The effects of soy isoflavones, genistein and daidzein, which exhibit estrogenic, anti-estrogenic and/or tyrosine kinase inhibitory activity, on the dendritic morphology of B16 mouse melanoma cells were quantitatively evaluated and compared with those of 17 beta-estradiol (Est) and tyrphostin, a tyrosine kinase inhibitor. Dendricity was significantly stimulated in the order of Est > genistein > daidzein = tyrphostin, but not by glycosides of genistein and daidzein. In competition experiments, Est counteracted the stimulatory activity of genistein and daidzein, but enhanced the activity of tyrphostin additively, suggesting that genistein and daidzein agonized Est. In addition, when the concentration ratios of genistein/Est and daidzein/Est were higher than 5000 and 50,000, respectively, genistein and daidzein agonized Est. In contrast, when the ratio of daidzein/Est was lower than 500, daidzein antagonized Est. Furthermore, genistein and daidzein competed with each other in stimulatory activity. These observations suggest that: 1) dendricity is stimulated by agonists (genistein and daidzein) of Est and tyrosine kinase inhibitors (genistein and tyrphostin), 2) the concentration ratio of isoflavone aglycone/Est is very important as one regulatory factor for estrogenic and/or anti-estrogenic activity, and 3) daidzein antagonizes not only Est but also genistein. It is concluded that a quantitative and simple dendricity assay using B16 mouse melanoma cells is available to evaluate estrogenic and anti-estrogenic activity in vitro.     

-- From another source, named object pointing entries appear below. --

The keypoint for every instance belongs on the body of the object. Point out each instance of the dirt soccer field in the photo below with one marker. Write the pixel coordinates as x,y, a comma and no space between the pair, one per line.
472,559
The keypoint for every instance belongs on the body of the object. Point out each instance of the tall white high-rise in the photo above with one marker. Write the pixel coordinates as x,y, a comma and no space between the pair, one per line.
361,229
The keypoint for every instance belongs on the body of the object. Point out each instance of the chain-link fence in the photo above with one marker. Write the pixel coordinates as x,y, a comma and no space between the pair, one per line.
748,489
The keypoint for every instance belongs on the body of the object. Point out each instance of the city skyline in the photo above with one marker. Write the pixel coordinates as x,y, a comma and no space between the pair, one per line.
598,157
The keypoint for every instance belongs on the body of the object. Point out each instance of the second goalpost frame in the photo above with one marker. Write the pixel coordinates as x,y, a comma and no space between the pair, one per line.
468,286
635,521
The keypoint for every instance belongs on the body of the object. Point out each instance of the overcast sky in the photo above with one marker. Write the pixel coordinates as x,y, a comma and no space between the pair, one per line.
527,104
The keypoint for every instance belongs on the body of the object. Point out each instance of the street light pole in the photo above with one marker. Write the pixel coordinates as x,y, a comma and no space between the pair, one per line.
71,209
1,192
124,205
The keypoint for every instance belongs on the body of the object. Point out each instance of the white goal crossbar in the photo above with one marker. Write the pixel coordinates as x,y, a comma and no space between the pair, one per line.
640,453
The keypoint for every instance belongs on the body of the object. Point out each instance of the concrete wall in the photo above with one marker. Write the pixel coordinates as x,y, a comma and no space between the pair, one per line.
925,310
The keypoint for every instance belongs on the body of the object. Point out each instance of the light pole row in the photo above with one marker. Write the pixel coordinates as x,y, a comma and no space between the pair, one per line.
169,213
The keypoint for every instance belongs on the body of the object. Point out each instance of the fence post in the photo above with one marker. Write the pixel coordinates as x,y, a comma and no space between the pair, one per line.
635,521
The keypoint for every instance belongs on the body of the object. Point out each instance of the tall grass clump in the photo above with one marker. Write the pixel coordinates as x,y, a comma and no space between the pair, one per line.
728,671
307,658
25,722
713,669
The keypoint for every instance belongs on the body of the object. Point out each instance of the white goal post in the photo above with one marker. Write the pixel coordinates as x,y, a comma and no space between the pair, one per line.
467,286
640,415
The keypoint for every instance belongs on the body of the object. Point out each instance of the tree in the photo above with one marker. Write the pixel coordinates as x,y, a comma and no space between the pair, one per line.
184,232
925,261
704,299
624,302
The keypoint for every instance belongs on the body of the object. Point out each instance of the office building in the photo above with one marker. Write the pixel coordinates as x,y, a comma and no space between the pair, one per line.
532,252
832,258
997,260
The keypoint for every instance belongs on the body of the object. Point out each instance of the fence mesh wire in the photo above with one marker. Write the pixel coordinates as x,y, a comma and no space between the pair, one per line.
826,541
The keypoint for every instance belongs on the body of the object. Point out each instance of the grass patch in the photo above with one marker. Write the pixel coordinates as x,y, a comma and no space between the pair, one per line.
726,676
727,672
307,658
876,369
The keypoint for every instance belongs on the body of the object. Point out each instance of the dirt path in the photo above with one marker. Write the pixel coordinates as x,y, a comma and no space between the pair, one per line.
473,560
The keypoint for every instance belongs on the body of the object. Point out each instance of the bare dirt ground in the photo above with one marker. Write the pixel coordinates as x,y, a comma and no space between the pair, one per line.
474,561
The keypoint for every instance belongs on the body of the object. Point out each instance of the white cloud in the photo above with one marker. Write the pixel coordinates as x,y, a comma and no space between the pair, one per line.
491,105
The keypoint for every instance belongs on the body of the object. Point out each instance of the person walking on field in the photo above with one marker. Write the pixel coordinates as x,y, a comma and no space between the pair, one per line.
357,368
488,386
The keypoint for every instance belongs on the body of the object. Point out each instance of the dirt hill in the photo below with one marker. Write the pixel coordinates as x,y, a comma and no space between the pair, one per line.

Bovine adrenal 3beta-hydroxysteroid dehydrogenase (E.C. 1.1.1. 145)/5-ene-4-ene isomerase (E.C. 5.3.3.1): characterization and its inhibition by isoflavones

The isoflavones daidzein, genistein, biochanin A and formononetin inhibit potently and preferentially the γ-isozymes of mammalian alcohol dehydrogenase (γγ-ADH), the only ADH isozyme that catalyzes the oxidation of 3β-hydroxysteroids. Based on these results, we proposed that these isoflavones might also act on other enzymes involved in 3β-hydroxysteroid metabolism. Recently, we showed that they indeed are potent inhibitors of a bacterial β-hydroxysteroid dehydrogenase (β-HSD). To extend this finding to the mammalian systems, we hereby purified, characterized and studied the effects of isoflavones and structurally related compounds on, a bovine adrenal 3β-hydroxysteroid dehydrogenase (3β-HSD). This enzyme catalyzes the oxidation of 3β-hydroxysteroids but not 3-, 11β- or 17β-hydroxysteroids. The same enzyme also catalyzes 5-ene-4-ene isomerization, converting 5-pregnen 3, 20-dione to progesterone. The K_m values of its dehydrogenase activity determined for a list of 3β-hydroxysteroid substrates are similar (1 to 2 μM) and that of its isomerase activity, determined with 5-pregnen 3, 20-dione as a substrate, is 10 μM. The k_cat value determined for its isomerase activity (18.2 min⁻¹) is also higher than that for its dehydrogenase activity (1.4–2.4 min⁻¹). A survey of more than 30 isoflavones and structurally related compounds revealed that daidzein, genistein, biochanin A and formononetin inhibit both the dehydrogenase and isomerase activity of this enzyme. Inhibition is potent and concentration dependent. IC₅₀ values determined for these compounds range from 0.4 to 11 μM, within the plasma and urine concentration ranges of daidzein and genistein of individuals on vegetarian diet or semi-vegetarian diet. These results suggest that dietary isoflavones may exert their biological effects by inhibiting the action of 3β-HSD, a key enzyme of neurosteroid and/or steroid hormone biosynthesis.